With the above configuration, high-resolution, noiseless slow playback can be performed without using a special playback head.

Although the case where one field of information is recorded on three tracks is explained here, the pattern of the head switch switching signal generator 8 and the timing of moving the tape can also be changed in the case where the information is recorded on multiple other tracks. It can be configured in the same way just by changing it.
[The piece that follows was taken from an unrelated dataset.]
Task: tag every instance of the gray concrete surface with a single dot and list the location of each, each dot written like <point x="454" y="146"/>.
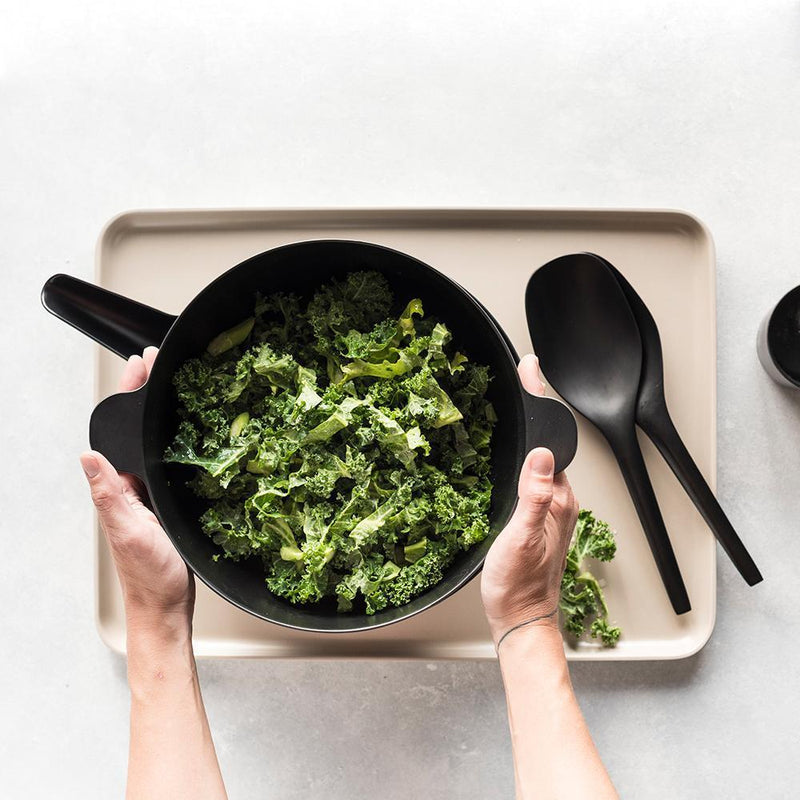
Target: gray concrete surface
<point x="105" y="107"/>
Effects of the Invention As described above, the present invention provides an n-channel recording VTR.
- The tape is driven intermittently for one track during each intermittent operation, eliminating the need for a dedicated head for slow playback and allowing normal 2-track playback.
By sequentially storing in memory the playback signals played by n heads out of n playback heads when the tape is stopped during each intermittent operation, and reading field information from the memorized information, high Tut without noise can be achieved. Accordingly, it is possible to provide a magnetic recording and reproducing device that can obtain slow-motion reproduction images.

[Brief explanation of the drawing]

Fig. 1 is a block diagram of the magnetic recording/reproducing device, Fig. 2 is a head arrangement diagram of a rotating cylinder, Fig. 3 is a status diagram of the track and head trajectory in Still II, and Fig. 4 is a diagram of the tape and head in Still I. Figure 5 is a diagram showing the track and head trajectory of still LTI, Figure 6 is a diagram showing the position of the tape and head in still ■, and Figure 7 is a state diagram of the track and head trajectory in still I, ■, ■. , FIG. 8 is a head layout diagram of a conventional configuration. 1.2, 3.4.5.6...Head, 7...
. . . Head switch switching circuit, 8 . . . Head switch switching signal generator, 9 . . . Memory. Name of agent: Patent attorney Haruaki Koba and two others Figure 2 Figure 4 Figure 6

Claims (1)

[Claims] This is a magnetic recording and reproducing device that slowly reproduces video signals from a magnetic tape on which one field of video signals is recorded over n diagonal tracks (n is an integer of 1 or more), and includes a rotating cylinder and the rotating cylinder. 2n magnetic heads are arranged such that adjacent ones have different azimuth angles at an angle of 180°/n without a head step difference, and output video signals reproduced from the magnetic heads when the tape is stationary are selectively transmitted. The head switch switching signal generator includes a switching head switch circuit, a head switch switching signal generator that controls switching timing of the head switch circuit, and a memory circuit that stores a video signal selected by the head switch circuit. 1. A magnetic recording and reproducing apparatus characterized in that slow playback is performed by alternately repeating running and stopping of one track of the magnetic tape in synchronization with an intermittent feed.